George, a recent board member of Washington’s tony University Club who can now count himself among the political celebrities he once pursued, can’t remember if he got their signatures. The placard is “at my parent’s house in New York,” he said, likely accumulating dust. “I don’t think I got all 100, because some of them snuck out the side door.”
After Harvard Law, George had a brief stint as a New York prosecutor, before returning to Washington to work for President George H.W. Bush, as a lawyer in the budget office, then as associate director for policy in the Office of National Service. The Clinton era ushered him back to New York, into private practice.
In 1995, with Republicans in control of the House and Speaker Newt Gingrich ascendant, George returned to Washington as chief counsel of a House oversight subcommittee, where he stayed until 2002. There, he won plaudits for his impartiality from both sides of the aisle.
“Russell was a straight-shooter,” said Phil Barnett, then chief counsel to Rep. Henry Waxman of California, who was the top Democrat on the House oversight panel at the time.
“You can take what he does from an objectivity point of view to the bank,” said Davis, the former GOP House member. He said George has the perfect temperament for the current IRS maelstrom. “You couldn’t ask for a more fair umpire in this,” Davis said, “He’s not a fiery Republican type, but obviously he’s not beholden to the administration.”
The second President Bush tapped George for an inspector general role in 2002 (Dole administered the oath to George) and then his current post in 2004. At his confirmation hearing, then-Sen. John Sununu, R-N.H., introduced George as a “good friend.” “Credibility, integrity, and competence, those are among the very first words that come to mind,” he said.
With his rounded features, baritone voice and thin-rimmed glasses that rest low on his nose, George has emerged from the witness table unscathed. Of course, it helps that the toughest, most outraged questions aren’t slung his way but at the IRS officials who oversaw the agency as the targeting occurred.
Also working in George’s favor: Some of his congressional questioners know him from his staffer days. George ticked off the names: Sen. Rob Portman, R-Ohio, Rep. Paul Ryan, R-Wis., and Rep. Tim Griffin, R-Ark., among them. Count Joe Scarbough, the host of MSNBC’s Morning Joe, as among those who worked with George in the House, too.
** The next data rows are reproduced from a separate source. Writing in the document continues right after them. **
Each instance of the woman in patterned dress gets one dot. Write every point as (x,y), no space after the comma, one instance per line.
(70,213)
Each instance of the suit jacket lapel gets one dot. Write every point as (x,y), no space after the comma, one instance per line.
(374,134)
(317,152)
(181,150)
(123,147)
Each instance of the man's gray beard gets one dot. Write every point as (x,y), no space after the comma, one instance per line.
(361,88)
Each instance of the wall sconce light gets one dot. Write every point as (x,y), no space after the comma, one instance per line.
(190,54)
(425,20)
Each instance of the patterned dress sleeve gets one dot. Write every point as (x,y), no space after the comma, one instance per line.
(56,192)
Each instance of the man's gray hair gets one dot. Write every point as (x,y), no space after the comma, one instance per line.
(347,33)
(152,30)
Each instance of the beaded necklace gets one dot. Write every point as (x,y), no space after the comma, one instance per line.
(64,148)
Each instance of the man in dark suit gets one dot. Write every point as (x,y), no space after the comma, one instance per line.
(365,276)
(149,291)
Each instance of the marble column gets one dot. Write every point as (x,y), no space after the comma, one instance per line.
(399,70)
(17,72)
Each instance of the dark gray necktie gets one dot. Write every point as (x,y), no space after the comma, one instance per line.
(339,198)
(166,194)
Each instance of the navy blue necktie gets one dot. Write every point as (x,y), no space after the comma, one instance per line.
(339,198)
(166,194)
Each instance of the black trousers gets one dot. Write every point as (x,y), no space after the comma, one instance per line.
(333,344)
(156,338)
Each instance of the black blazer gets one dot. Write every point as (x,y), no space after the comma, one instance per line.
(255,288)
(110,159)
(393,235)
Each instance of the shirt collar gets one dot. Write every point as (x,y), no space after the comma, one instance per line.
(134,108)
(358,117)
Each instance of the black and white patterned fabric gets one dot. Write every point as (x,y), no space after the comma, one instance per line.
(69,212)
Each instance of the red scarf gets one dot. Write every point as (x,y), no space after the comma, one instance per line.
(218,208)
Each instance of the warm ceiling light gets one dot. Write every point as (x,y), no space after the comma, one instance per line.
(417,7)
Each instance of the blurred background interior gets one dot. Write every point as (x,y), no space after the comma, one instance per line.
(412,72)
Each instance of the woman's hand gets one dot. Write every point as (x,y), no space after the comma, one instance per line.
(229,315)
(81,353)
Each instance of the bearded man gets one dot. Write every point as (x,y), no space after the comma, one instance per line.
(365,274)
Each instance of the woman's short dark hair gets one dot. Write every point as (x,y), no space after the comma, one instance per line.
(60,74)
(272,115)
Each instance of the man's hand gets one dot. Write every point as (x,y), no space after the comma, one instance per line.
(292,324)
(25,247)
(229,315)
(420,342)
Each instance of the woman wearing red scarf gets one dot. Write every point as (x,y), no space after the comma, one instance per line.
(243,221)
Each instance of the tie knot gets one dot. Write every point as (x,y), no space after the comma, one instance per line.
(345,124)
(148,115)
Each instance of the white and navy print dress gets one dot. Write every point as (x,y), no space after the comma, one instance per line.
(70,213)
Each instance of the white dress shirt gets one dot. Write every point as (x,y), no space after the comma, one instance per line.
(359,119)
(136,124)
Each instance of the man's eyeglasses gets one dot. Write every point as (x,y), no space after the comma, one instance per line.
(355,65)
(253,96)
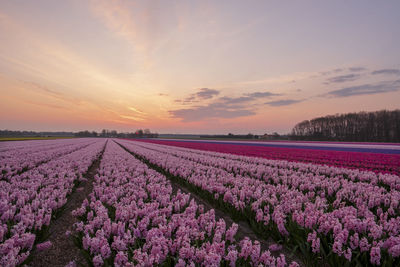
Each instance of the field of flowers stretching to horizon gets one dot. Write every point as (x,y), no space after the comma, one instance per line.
(148,204)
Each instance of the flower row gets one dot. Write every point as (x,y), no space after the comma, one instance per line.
(352,216)
(378,163)
(28,201)
(132,217)
(19,160)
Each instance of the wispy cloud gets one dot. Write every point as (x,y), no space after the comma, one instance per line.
(262,94)
(136,110)
(386,71)
(213,110)
(206,93)
(201,94)
(367,89)
(222,107)
(284,102)
(343,78)
(357,69)
(131,117)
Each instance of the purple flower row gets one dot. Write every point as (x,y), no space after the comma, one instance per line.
(28,200)
(353,212)
(132,217)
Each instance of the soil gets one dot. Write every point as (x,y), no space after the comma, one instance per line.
(63,249)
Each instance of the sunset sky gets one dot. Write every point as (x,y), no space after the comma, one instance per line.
(194,66)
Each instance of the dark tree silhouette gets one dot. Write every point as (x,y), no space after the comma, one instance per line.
(378,126)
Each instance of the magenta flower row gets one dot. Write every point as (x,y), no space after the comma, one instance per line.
(133,218)
(375,162)
(354,212)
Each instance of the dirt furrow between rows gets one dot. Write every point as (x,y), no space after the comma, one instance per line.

It probably doesn’t hurt that the communications director at George’s side, Karen Kraushaar, has weathered a Washington scandal storm herself. In 2011, Kraushaar was one of the first women to be named publicly after accusing GOP then-presidential candidate Herman Cain of sexual harassment.
“Truth-telling requires strength of character," said Kraushaar, who has worked for the Treasury Inspector General for Tax Administration' Office since 2010.
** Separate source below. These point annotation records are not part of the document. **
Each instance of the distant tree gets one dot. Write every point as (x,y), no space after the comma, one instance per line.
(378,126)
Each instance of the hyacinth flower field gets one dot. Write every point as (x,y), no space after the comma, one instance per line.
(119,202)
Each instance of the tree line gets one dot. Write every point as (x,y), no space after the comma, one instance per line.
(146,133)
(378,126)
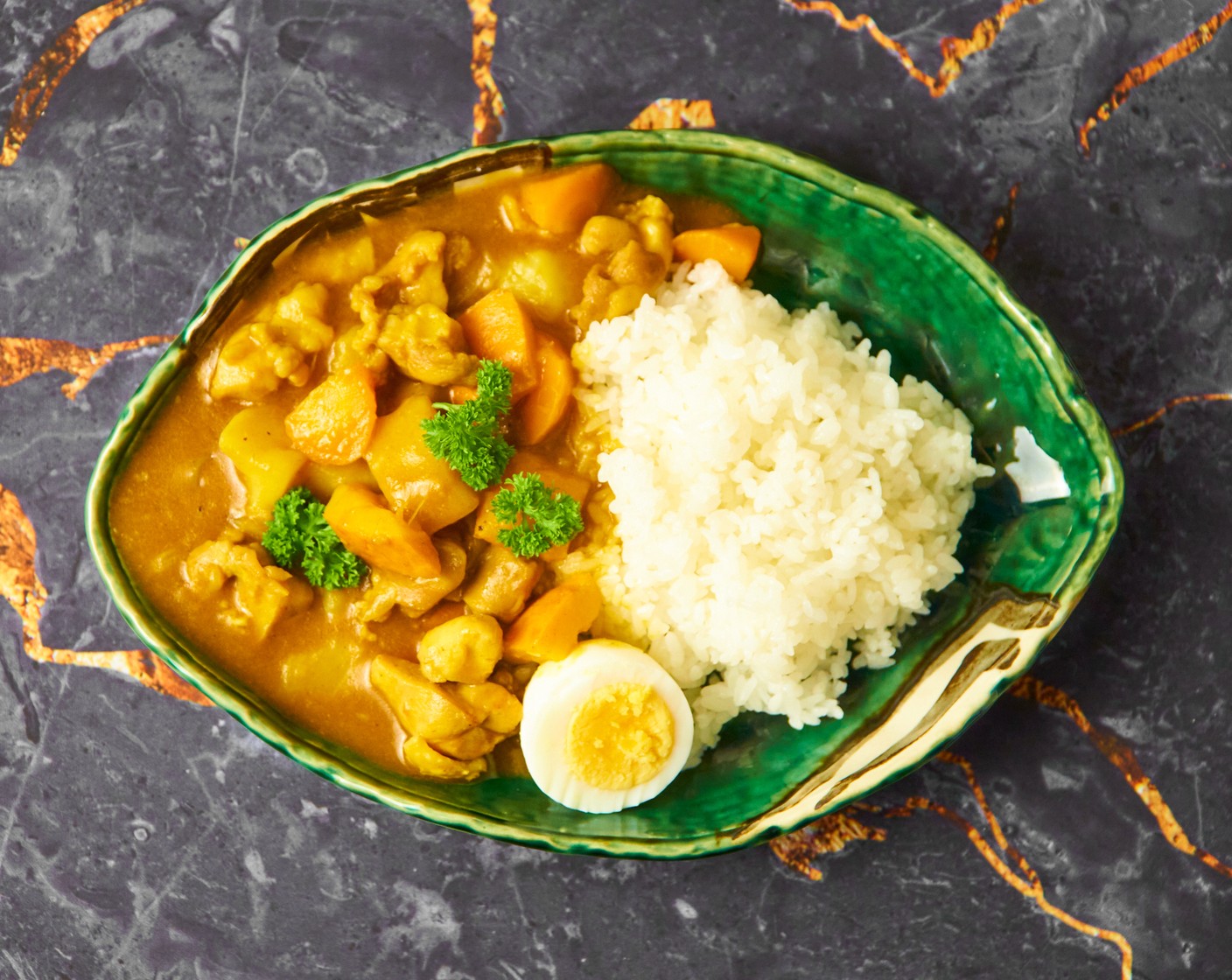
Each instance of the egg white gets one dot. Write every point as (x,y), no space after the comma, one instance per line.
(556,692)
As tax-administration inspector general, George manages a staff of nearly 800 employees charged with monitoring the IRS. He counts the audit his team produced as among his biggest achievements in nearly two decades as a federal government watchdog.
“Americans need to have trust that the agency, which has so much of their personal information—and has an ability to affect their lives in so many different ways—is operated with the highest degree of integrity,” George said.
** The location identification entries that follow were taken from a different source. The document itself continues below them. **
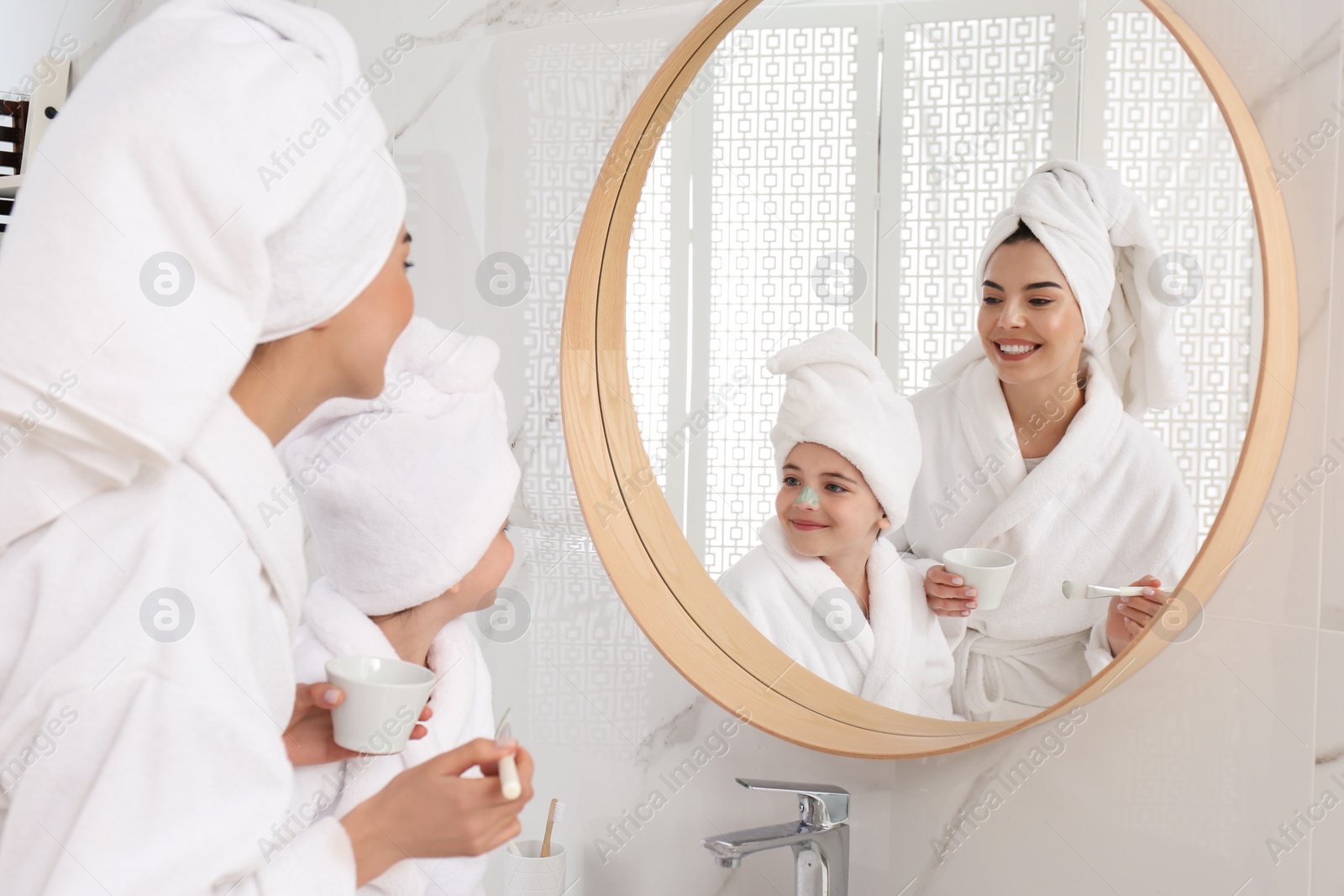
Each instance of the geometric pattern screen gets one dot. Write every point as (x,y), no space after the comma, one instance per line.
(1168,140)
(784,206)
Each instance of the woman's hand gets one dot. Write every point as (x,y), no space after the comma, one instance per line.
(432,812)
(1129,616)
(947,593)
(309,739)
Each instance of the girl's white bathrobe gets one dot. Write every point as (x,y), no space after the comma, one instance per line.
(136,766)
(900,660)
(1105,506)
(461,703)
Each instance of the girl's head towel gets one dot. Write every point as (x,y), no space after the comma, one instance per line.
(195,196)
(405,492)
(837,396)
(1104,241)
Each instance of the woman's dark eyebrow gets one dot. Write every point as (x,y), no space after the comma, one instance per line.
(1043,284)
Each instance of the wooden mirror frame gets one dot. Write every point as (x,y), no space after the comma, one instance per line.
(652,566)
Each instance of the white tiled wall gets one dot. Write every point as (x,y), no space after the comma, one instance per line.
(1173,785)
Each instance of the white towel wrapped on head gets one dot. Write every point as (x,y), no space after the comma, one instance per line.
(120,181)
(405,492)
(837,396)
(1104,241)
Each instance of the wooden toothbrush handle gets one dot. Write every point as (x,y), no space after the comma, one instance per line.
(550,822)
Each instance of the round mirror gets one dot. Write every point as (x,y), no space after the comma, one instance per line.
(931,358)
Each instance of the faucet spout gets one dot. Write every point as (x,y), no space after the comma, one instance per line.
(820,855)
(819,840)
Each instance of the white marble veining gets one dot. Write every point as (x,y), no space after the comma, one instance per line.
(1178,782)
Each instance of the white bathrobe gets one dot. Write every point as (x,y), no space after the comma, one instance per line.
(1105,506)
(168,772)
(461,703)
(900,660)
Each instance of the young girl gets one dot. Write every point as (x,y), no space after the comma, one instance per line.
(826,584)
(407,497)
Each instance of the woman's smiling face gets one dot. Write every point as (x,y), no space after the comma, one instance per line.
(1030,322)
(843,513)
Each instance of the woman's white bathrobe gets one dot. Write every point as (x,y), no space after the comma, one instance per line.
(900,660)
(461,703)
(1105,506)
(172,777)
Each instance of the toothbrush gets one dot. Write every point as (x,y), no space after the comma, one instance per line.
(510,785)
(1075,591)
(554,815)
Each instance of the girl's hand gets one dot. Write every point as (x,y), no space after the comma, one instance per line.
(948,594)
(430,810)
(309,739)
(1131,616)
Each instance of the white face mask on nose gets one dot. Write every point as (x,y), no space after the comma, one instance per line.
(808,497)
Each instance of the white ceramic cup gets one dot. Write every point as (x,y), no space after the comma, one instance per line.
(528,873)
(383,700)
(984,570)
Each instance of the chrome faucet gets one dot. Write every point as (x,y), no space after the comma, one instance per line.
(820,839)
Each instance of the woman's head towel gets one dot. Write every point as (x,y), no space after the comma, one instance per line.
(837,396)
(405,495)
(1102,238)
(187,136)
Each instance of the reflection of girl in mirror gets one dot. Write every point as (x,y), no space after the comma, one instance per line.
(1035,445)
(822,584)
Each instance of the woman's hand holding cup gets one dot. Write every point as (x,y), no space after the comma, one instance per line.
(309,738)
(948,594)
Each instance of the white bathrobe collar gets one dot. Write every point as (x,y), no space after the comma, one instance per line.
(990,429)
(239,459)
(900,658)
(813,578)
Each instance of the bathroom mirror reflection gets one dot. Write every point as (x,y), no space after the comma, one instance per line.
(813,223)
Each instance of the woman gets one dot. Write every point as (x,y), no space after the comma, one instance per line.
(1034,445)
(151,564)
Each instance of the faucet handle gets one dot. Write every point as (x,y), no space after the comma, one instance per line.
(819,805)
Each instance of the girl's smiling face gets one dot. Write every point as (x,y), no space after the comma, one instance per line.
(1030,322)
(840,512)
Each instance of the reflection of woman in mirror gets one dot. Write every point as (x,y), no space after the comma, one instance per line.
(1034,443)
(822,584)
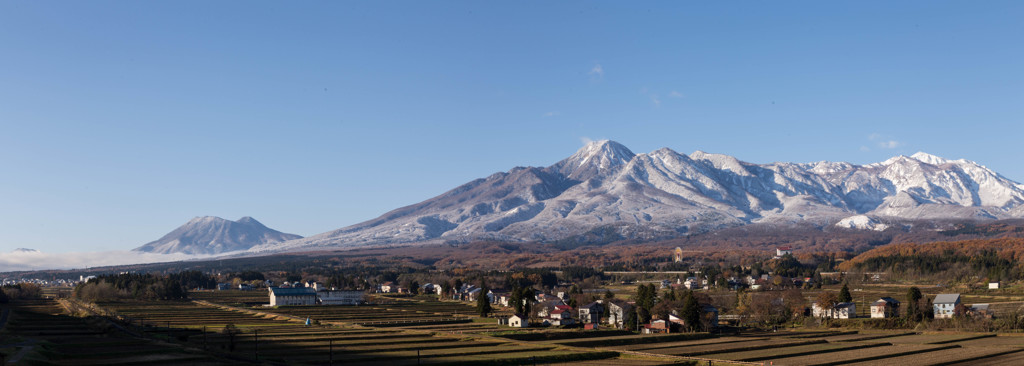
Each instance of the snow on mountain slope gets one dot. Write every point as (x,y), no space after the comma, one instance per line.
(211,235)
(665,194)
(862,222)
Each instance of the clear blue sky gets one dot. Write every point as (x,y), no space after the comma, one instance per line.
(121,120)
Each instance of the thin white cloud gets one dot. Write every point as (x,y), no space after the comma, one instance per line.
(42,260)
(892,144)
(884,141)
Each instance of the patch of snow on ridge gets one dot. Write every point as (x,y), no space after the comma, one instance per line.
(862,222)
(929,158)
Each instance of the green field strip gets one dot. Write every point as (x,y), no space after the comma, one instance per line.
(863,355)
(734,347)
(647,347)
(969,337)
(762,355)
(946,357)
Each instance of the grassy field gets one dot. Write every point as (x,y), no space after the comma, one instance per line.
(411,331)
(45,335)
(286,339)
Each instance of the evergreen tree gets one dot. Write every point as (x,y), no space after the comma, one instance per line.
(912,303)
(528,297)
(516,298)
(482,305)
(844,294)
(691,312)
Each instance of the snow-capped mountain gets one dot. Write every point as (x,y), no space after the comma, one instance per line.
(604,190)
(211,235)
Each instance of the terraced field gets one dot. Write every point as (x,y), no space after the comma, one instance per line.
(274,338)
(44,335)
(966,354)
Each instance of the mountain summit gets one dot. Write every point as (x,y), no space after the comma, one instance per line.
(604,192)
(211,235)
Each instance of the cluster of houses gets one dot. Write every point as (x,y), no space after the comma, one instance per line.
(943,307)
(551,311)
(313,293)
(44,283)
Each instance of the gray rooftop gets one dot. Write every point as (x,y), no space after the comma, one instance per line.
(946,298)
(294,291)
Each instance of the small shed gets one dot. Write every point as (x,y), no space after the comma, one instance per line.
(518,321)
(885,308)
(944,305)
In the last week, George has testified before three different congressional committees. That’s likely just the start. At Tuesday’s Finance hearing, he suggested that his office was undertaking a review of nonprofits—known as 501(c)(4)s—that have played in the electoral arena, an issue that Democrats have cried out to be addressed.
In the interview, George wouldn’t address that, specifically, but he said, “As a result of the work that was conducted in preparation of this audit, we have uncovered areas that need further review.”
Or, as he told senators Tuesday, “Suffice it to say, this matter is not over.”